Just who are we writing for?

September 19, 2007

I found this article about how to write boring literature. And I was really thinking about the different types of writing that we are required to do at different times in our academic endeavors. The author claims that writing in science should be flowery and entertaining but I think that she misses the point.

Just as you dress differently for different occasions i.e tuxedos for a prom. You also write differently for different audiences. Obviously this blog can be considered a somewhat informal writing environment, almost as if I was writing to a friend. Plus I am using I and all of those other words I have been trained to avoid in formal writing?

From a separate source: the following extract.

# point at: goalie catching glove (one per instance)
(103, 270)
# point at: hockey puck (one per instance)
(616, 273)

As a formally trained scientist (my fist Bachelors was chemistry) I found this article kind of insulting, if you are writing a scientific article you are strictly conveying information without all of that “fluff”. But this article did get me thinking about how will writing change with the implementation of distance education.
How will we convey this change of voice if we go to a completely distance education environment? Face to face actions socialize us to act a certain way, will using a formal voice in all correspondences teach students when to use different ways of writing.

So in teaching do we just teach content or do we also teach a way of acting or thinking? I believe that we also socialize people to change the mannerisms and methods that they use to convey what they think. Distance education will need to address these problems and other such as the spelling that text messaging uses and reinforces. But if learning by obserbving the mannerisms and actions of instructors works on a face to face basis shouldn’t the same hold true for distance ed?


One Response to “Just who are we writing for?”

  1. Kim Dearing Says:

    I agree with you – writing style does vary, and should, depending on what you are writing. I love teaching students to write short stories, and part of that process is how to construct an ending that isn’t predictable or contrived. However, I also teach journalism- where students are taught to use the inverted pyramid (most important facts first). Many news readers never finish an entire article, so it is critical to get the those facts out as quickly as possible. All students should be able to adapt to what an instructor requires.

    Insofar as mannerisms, I question how this might change in the future, too. Being exposed to the etiquette of a real-time classroom debate has been of great value to me, as I am often on committees where folks disagree. Can distance education provide this? There are certainly lots of other places kids socially interact besides the classroom setting, so is it really that important? I wish I knew.